RuedigerMoeller / fast-serialization

FST: fast java serialization drop in-replacement
Apache License 2.0
1.58k stars 248 forks source link

Not releasing references to InputStreams and OutputStreams #110

Closed jedvardsson closed 7 years ago

jedvardsson commented 8 years ago

Hi,

I am reviewing FST to see if we can use it in our projects. I may be overlooking something here so please correct me if am wrong. Looking at the code it seems like FST holds on to the InputStream passed to org.nustaq.serialization.FSTConfiguration#getObjectInput(java.io.InputStream) (analogous for getObjectOutput()).

The wiki examples states that one shouldn't close the resulting ObjectInput and since there are no SoftReferences holding it I can't see how the InputStream will ever be released unless a second call is made to getObjectInput() with a new stream.

RuedigerMoeller commented 8 years ago

fst caches some stuff such as buffers and metainformation (threadlocal). As in messaging applications only small objects are sent, reconstruction of buffers and streams usually consumes more cpu than the serialization itself. In practice this is not an issue as flat byte arrays (which make the most part of inputstreams) do not create GC pressure, so this is a good tradeoff.

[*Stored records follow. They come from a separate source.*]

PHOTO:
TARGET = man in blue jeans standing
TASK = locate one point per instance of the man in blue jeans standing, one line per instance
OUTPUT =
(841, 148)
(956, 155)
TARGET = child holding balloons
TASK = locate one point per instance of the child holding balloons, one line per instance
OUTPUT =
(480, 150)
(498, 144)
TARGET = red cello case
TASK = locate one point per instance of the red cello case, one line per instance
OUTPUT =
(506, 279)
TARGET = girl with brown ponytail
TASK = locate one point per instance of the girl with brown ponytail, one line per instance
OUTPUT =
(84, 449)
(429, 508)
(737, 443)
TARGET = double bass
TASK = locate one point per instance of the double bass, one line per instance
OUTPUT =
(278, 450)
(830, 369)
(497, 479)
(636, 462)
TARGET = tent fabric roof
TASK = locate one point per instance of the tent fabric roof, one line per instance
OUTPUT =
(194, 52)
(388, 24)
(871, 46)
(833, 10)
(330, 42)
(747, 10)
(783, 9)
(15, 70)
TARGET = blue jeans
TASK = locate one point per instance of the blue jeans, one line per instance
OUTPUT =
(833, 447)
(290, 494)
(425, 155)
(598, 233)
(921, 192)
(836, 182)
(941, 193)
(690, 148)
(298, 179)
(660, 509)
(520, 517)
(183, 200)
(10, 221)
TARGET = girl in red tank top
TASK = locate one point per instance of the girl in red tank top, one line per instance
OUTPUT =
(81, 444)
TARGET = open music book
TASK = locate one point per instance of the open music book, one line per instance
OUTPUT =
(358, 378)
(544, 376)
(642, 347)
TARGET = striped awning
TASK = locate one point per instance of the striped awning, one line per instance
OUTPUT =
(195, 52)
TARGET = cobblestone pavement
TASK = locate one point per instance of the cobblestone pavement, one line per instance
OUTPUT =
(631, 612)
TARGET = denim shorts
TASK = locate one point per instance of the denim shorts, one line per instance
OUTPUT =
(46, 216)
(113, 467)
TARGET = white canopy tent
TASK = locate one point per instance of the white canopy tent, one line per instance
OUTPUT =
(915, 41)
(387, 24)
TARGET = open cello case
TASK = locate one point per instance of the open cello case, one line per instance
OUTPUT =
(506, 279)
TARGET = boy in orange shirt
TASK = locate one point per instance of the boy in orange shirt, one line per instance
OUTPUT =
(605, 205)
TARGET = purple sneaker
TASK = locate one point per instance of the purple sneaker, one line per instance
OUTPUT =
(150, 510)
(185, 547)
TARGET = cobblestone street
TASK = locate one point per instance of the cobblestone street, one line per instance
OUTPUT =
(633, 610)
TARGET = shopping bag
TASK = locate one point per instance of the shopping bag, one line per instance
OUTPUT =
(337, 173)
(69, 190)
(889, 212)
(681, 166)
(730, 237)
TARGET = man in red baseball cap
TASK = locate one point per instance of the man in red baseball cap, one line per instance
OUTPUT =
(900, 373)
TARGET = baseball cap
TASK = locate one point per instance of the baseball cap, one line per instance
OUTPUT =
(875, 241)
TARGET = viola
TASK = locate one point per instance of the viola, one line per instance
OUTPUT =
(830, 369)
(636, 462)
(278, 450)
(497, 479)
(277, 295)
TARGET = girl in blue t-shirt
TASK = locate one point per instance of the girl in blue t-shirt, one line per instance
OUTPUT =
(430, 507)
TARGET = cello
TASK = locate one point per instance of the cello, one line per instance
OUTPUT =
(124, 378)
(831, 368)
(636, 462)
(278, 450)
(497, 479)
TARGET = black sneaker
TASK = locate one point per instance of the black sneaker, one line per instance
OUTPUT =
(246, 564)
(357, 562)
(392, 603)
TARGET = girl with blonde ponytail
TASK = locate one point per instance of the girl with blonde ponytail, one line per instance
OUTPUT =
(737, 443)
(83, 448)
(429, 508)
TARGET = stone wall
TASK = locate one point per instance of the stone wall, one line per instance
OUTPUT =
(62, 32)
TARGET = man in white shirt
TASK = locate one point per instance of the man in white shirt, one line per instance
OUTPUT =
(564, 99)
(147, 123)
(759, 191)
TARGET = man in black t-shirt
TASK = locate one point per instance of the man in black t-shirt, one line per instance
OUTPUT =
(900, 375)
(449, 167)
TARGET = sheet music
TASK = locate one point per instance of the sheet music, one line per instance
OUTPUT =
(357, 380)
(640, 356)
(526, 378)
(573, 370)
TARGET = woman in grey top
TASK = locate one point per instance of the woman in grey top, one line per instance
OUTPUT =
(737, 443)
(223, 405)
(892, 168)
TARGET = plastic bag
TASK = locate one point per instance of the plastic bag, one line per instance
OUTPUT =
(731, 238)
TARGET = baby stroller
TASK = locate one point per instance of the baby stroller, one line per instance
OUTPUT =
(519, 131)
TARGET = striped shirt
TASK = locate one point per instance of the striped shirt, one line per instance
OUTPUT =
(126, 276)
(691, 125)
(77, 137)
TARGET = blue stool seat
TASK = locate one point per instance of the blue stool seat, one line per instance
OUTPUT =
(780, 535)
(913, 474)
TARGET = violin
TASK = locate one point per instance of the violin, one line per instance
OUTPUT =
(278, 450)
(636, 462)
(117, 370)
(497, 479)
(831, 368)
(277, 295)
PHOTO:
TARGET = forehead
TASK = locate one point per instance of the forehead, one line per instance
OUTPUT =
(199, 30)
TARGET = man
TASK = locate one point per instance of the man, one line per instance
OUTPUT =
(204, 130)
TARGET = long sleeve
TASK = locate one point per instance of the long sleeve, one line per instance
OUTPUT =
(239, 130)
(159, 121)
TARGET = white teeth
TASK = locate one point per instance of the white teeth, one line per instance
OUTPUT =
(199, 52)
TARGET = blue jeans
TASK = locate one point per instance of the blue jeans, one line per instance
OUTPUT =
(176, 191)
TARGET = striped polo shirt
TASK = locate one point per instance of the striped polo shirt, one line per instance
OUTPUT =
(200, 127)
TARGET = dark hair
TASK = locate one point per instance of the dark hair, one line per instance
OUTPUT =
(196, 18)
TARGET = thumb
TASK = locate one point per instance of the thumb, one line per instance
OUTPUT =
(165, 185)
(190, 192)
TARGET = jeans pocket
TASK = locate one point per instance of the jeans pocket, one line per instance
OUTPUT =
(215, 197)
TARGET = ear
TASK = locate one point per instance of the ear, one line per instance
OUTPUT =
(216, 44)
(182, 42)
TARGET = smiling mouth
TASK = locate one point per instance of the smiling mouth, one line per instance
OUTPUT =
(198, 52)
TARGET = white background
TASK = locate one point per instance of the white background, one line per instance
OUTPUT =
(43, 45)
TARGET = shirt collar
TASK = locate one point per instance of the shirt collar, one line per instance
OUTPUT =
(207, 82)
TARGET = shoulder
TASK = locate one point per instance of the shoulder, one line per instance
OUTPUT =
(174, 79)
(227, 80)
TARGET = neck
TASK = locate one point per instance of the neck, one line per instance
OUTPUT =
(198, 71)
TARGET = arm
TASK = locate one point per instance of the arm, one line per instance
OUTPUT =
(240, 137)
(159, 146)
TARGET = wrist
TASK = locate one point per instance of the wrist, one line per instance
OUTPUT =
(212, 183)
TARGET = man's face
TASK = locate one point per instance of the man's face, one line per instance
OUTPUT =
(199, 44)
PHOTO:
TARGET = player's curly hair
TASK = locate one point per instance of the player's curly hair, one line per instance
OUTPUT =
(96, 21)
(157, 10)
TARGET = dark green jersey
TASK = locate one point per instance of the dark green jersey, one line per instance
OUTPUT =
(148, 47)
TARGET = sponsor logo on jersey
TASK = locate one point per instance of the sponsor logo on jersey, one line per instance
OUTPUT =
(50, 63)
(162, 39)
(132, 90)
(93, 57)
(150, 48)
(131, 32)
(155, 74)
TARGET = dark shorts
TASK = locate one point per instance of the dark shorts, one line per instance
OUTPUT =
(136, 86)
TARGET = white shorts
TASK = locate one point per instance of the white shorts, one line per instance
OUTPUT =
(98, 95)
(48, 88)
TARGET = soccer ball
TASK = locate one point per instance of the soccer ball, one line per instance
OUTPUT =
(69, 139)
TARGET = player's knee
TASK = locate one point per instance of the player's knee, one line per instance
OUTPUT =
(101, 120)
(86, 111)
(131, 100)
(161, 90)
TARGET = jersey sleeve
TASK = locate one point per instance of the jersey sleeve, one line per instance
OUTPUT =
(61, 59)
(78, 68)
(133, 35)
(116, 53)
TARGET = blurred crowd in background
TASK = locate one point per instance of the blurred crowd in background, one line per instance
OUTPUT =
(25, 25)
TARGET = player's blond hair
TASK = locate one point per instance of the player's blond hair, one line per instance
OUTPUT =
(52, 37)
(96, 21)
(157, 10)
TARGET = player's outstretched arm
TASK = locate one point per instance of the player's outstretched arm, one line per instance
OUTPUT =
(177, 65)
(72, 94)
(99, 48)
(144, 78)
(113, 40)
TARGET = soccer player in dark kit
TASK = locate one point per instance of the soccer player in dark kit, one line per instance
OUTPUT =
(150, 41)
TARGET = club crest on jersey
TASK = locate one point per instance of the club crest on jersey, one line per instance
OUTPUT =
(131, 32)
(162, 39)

The memory consumption is of fixed size, as on reuse the previous objects are reused or overwritten, so its not a memory leak.

In case the overhead is not significant for your app (e.g. you serialize large objects) consider a pull request enabl. ing an explicit reset/null of the cached streams (performance penalty can be significant especially for messaging apps)

jellevictoor commented 7 years ago

Is there a pull request for this already or does this remain open. I'm seeing the same thing. Since I'm serializing very large objects and these are stored in a threadlocal, this means I have my number of threads * the cached bytearray in memory. Causing me to require a lot of memory.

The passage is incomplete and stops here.